[EXT] Re: Plans for post-quantum-secure signature algorithms for host and public key authentication?
Blumenthal, Uri - 0553 - MITLL
uri at ll.mit.edu
Sat Jul 12 08:31:18 AEST 2025
While SLH-DSA may be more secure than ML-DSA, performance and signature size would make it prohibitive for dynamic authentication for many use cases.

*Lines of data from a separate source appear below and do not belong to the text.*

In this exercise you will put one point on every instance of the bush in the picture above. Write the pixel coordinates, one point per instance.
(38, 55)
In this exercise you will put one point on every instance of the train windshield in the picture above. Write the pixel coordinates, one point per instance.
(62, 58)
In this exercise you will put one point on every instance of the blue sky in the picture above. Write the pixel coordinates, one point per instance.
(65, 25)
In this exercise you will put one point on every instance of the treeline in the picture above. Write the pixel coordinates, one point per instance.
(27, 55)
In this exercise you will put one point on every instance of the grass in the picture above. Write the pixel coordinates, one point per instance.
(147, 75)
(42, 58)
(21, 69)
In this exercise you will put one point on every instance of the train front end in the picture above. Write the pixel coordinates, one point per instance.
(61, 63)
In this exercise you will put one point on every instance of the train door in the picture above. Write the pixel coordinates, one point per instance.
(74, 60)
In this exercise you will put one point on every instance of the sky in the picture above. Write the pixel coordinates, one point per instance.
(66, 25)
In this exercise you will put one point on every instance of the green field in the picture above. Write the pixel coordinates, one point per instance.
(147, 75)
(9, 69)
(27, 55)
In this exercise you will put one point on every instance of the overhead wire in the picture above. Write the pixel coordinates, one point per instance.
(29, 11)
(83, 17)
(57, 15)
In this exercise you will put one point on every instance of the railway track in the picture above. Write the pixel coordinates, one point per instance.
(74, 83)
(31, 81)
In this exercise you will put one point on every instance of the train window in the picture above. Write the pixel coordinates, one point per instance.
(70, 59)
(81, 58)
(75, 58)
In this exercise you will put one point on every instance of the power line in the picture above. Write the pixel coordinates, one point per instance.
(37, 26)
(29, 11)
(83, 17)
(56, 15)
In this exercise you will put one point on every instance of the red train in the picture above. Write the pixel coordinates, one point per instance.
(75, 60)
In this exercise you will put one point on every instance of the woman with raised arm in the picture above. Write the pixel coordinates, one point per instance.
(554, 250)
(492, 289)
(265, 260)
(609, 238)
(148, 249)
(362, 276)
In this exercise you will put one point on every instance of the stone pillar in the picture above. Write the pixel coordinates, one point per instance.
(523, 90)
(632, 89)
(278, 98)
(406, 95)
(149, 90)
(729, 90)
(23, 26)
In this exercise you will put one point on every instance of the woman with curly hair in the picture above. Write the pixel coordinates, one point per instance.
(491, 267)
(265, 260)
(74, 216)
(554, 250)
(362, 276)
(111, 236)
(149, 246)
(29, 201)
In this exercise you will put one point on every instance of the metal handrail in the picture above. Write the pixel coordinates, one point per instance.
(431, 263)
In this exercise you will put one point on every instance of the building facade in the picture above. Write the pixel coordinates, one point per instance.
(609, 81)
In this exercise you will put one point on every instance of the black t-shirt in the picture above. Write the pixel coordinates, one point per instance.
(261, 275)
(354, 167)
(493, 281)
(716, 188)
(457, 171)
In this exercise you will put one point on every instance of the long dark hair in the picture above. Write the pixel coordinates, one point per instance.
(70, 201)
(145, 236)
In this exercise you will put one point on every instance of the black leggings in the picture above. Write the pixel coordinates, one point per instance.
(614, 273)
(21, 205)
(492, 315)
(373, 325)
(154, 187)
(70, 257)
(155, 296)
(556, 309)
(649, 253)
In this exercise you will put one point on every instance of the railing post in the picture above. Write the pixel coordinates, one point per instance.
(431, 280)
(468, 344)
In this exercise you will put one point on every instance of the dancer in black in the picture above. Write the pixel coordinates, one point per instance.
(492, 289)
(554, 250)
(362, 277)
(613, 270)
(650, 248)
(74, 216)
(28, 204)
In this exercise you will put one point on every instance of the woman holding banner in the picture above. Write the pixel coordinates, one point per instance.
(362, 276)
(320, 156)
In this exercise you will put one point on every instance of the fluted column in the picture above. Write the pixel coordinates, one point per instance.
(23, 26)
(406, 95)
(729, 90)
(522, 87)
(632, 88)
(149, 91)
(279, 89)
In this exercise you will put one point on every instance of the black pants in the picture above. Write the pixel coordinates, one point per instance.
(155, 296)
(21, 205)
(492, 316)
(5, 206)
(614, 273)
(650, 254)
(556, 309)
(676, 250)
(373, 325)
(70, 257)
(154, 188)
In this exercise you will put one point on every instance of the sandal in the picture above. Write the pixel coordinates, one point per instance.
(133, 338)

As to how much security you need – for the vast majority of users ML-DSA is plenty secure “enough”. To the point that US and German governments (probably, among others – I didn’t bother to check) decided to bet their security on it.
--
V/R,
Uri
From: openssh-unix-dev <openssh-unix-dev-bounces+uri=ll.mit.edu at mindrot.org> on behalf of Simon Josefsson via openssh-unix-dev <openssh-unix-dev at mindrot.org>
Date: Friday, July 11, 2025 at 18:16
To: Aaron Rainbolt <arraybolt3 at gmail.com>
Cc: openssh-unix-dev at mindrot.org <openssh-unix-dev at mindrot.org>
Subject: [EXT] Re: Plans for post-quantum-secure signature algorithms for host and public key authentication?
Aaron Rainbolt <arraybolt3 at gmail.com> writes:
> If this was to be "resurrected" to some degree, it would be neat if
> this could be combined with a more traditional Ed25519 signature
> verification, similar to the hybrid PQ kex algorithms currently
> available. Depending on how exactly SLH-DSA works (which I have not
> studied), that might be way over-paranoid, but my workplace likes way
> over-paranoid :P
>
> If there's something I could do to meaningfully contribute to this sort
> of thing, feel free to let me know.
SLH-DSA/SPHINCS+ is based on traditional old-school hashes (e.g., SHA2),
and I think many cryptographers are even more comfortable with that
compared to RSA/ECDSA/EDDSA. Could you read up on SLH-DSA and
re-evaluate?
I like belt and suspenders approaches, but one shouldn't be blind to
specifics. I would not use ML-DSA unless it was in a hybrid, and I
generally prefer hybrid constructs for everything PQ, but for SLH-DSA I
am personally ready to make an exception. The risk for signatures is
smaller than KEX's, where the attack surface becomes passively
decrypting all prior communication, whereas for signatures it requires
an online active SLH-DSA attack to be useful. For long-term SSHSIG used
to authenticate software releases (via git signing) this argument
doesn't apply though.
Still, maybe this is a losing fight, and that it is actually simpler to
promote Ed25519 + SLH-DSA in a hybrid because the optics of it is
simpler to take in for everyone who are migrating from a Ed25519 world.
Having more discussion and opinions on this would be nice.